The observations, actions, dynamics and rewards of an environment are parametrized by a configuration, defined as a config dictionary. After environment creation, the configuration can be accessed using the config attribute.

import pprint

env = gym.make("highway-v0")
pprint.pprint(env.config)

{'action': {'type': 'DiscreteMetaAction'},
 'centering_position': [0.3, 0.5],
 'collision_reward': -1,
 'duration': 40,
 'initial_spacing': 2,
 'lanes_count': 4,
 'manual_control': False,
 'observation': {'type': 'Kinematics'},
 'offscreen_rendering': False,
 'other_vehicles_type': 'highway_env.vehicle.behavior.IDMVehicle',
 'policy_frequency': 1,
 'render_agent': True,
 'scaling': 5.5,
 'screen_height': 150,
 'screen_width': 600,
 'show_trajectories': False,
 'simulation_frequency': 15,
 'vehicles_count': 50}

For example, the number of lanes can be changed with:

env.config["lanes_count"] = 2
env.reset()
plt.imshow(env.render(mode="rgb_array"))
plt.show()

Training an agent¶

Reinforcement Learning agents can be trained using libraries such as rl-agents, baselines or stable-baselines.

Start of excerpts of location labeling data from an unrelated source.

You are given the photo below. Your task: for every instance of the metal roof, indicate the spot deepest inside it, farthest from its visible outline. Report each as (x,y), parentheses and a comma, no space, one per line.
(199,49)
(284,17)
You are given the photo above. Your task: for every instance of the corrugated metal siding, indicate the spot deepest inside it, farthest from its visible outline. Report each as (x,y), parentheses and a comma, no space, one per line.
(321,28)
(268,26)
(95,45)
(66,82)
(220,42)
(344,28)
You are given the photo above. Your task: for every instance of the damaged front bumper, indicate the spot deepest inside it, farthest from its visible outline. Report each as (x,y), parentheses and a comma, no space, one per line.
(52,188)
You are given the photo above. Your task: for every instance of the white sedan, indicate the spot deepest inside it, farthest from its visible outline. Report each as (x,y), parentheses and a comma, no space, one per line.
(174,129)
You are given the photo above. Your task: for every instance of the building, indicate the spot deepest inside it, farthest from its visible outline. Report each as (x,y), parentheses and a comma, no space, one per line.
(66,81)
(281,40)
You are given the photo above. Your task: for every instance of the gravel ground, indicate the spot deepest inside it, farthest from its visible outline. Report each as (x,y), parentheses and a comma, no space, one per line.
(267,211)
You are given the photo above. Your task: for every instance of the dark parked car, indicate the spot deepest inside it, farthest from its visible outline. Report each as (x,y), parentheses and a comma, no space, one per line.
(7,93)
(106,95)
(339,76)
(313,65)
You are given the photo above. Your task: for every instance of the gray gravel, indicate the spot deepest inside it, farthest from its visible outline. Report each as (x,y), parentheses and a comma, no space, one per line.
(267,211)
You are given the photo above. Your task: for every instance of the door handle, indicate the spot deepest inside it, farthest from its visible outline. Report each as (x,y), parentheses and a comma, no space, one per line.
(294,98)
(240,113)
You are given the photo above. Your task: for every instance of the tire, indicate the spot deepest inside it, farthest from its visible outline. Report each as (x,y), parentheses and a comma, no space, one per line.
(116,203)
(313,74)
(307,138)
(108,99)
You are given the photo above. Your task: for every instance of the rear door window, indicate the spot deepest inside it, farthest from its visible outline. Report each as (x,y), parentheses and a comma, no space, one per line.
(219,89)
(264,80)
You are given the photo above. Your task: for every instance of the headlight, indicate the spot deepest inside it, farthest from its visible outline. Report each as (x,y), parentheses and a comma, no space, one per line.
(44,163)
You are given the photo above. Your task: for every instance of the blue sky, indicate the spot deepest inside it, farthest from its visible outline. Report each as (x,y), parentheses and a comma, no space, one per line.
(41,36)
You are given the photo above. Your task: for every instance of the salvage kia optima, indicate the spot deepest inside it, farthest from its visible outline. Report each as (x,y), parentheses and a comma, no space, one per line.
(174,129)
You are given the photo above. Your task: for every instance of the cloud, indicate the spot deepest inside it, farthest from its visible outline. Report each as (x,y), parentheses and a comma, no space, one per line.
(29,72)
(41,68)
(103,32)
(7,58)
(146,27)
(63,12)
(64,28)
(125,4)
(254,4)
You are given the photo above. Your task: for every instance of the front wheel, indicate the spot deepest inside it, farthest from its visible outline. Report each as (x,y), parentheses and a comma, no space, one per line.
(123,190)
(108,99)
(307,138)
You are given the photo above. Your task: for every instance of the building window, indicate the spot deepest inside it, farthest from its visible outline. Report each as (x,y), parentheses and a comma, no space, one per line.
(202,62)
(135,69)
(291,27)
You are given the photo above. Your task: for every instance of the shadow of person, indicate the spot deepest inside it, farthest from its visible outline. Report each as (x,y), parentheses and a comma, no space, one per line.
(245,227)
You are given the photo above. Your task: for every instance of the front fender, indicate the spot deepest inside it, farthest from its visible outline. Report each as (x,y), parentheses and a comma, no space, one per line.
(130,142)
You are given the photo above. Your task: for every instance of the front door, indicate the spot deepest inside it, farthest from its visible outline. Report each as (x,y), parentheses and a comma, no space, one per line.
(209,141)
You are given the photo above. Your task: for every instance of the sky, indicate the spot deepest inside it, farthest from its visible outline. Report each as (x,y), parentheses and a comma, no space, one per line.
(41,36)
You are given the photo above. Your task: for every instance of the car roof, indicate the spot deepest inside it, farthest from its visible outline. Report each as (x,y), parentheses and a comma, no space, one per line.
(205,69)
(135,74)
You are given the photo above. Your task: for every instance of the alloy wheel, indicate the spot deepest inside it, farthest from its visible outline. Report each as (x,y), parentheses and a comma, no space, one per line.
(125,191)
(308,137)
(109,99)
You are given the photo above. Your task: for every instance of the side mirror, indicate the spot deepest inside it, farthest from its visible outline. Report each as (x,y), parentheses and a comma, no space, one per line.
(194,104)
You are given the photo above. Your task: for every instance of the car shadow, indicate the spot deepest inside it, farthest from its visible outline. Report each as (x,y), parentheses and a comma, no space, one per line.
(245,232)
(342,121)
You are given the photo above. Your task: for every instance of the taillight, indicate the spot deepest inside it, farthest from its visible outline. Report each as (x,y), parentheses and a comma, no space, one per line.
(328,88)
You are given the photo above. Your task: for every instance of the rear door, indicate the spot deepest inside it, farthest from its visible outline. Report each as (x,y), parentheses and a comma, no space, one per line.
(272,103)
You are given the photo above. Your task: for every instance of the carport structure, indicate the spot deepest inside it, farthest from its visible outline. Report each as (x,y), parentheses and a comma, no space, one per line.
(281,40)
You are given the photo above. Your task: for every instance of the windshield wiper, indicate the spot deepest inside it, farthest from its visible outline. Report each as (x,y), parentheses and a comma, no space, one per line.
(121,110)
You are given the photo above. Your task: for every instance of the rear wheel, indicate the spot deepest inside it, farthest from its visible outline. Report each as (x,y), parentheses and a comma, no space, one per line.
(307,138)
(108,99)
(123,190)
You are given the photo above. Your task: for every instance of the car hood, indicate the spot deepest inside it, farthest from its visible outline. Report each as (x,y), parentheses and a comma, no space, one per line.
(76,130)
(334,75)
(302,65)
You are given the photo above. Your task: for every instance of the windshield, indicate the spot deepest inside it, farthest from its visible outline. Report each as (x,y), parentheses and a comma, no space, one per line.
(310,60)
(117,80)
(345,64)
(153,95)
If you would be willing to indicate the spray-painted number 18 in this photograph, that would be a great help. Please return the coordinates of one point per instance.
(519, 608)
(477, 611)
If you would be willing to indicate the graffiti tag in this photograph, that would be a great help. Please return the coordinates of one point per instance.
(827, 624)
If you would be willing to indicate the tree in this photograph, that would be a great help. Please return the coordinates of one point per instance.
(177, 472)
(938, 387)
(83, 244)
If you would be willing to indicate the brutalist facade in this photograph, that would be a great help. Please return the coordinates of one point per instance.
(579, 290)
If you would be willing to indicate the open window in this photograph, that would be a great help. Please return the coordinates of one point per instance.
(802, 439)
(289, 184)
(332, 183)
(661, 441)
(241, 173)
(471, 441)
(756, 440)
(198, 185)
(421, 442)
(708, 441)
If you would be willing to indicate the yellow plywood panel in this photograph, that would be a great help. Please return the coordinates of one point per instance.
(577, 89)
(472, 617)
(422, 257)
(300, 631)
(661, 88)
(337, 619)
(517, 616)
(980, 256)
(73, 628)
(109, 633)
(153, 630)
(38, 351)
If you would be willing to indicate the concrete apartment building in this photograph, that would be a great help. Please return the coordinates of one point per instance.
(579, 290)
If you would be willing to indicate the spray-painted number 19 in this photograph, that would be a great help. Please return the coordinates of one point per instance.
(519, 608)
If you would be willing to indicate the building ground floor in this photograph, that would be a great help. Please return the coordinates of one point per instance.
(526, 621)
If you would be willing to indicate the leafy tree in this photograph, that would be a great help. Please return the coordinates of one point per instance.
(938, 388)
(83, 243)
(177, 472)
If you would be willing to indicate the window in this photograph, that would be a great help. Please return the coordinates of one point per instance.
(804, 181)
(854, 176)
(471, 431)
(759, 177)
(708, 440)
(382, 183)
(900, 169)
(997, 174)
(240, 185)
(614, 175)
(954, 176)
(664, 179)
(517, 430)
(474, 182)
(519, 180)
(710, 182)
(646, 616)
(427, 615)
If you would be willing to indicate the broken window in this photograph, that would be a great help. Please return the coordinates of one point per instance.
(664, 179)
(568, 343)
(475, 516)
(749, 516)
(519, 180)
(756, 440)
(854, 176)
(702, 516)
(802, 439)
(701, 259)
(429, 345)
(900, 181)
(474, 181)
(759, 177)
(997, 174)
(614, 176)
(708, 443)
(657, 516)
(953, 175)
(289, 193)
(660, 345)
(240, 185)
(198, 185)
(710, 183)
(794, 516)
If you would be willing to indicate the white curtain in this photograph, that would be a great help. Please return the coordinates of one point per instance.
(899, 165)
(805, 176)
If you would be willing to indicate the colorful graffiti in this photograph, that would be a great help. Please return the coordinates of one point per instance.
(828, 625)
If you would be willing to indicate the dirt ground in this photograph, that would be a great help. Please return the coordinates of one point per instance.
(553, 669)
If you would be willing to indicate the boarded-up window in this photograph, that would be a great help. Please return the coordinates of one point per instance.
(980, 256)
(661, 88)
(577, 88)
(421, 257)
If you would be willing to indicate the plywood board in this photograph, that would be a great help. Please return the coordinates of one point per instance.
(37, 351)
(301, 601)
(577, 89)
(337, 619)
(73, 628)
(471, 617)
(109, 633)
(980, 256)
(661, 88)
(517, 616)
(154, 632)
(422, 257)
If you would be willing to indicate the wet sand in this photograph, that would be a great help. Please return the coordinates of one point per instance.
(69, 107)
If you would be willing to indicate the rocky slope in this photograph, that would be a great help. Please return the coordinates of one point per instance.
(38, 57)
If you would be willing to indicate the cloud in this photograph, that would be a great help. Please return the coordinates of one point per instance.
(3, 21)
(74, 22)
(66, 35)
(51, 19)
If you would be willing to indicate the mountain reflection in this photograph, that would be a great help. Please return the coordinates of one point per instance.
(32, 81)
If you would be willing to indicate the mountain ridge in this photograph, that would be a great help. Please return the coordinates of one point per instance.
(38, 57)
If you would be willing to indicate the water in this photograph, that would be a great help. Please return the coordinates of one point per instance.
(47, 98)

https://raw.githubusercontent.com/eleurent/highway-env/gh-media/docs/media/parking-env.gif

The highway-parking-v0 environment trained with HER.¶

import gym
import highway_env
import numpy as np

from stable_baselines import HER, SAC, DDPG, TD3
from stable_baselines.ddpg import NormalActionNoise

env = gym.make("parking-v0")

# Create 4 artificial transitions per real transition
n_sampled_goal = 4

# SAC hyperparams:
model = HER('MlpPolicy', env, SAC, n_sampled_goal=n_sampled_goal,
            goal_selection_strategy='future',
            verbose=1, buffer_size=int(1e6),
            learning_rate=1e-3,
            gamma=0.95, batch_size=256,
            policy_kwargs=dict(layers=[256, 256, 256]))

model.learn(int(2e5))
model.save('her_sac_highway')

# Load saved model
model = HER.load('her_sac_highway', env=env)

obs = env.reset()

# Evaluate the agent
episode_reward = 0
for _ in range(100):
  action, _ = model.predict(obs)
  obs, reward, done, info = env.step(action)
  env.render()
  episode_reward += reward
  if done or info.get('is_success', False):
    print("Reward:", episode_reward, "Success?", info.get('is_success', False))
    episode_reward = 0.0
    obs = env.reset()

Examples on Google Colab¶

Use these notebooks to train driving policies on highway-env.

A Model-based Reinforcement Learning tutorial on Parking

A tutorial written for RLSS 2019 and demonstrating the principle of model-based reinforcement learning on the parking-v0 task.
Trajectory Planning on Highway

Plan a trajectory on highway-v0 using the OPD [HM08] implementation from rl-agents.
Parking with Hindsight Experience Replay

Train a goal-conditioned parking-v0 policy using the [AWR+17] implementation from stable-baselines.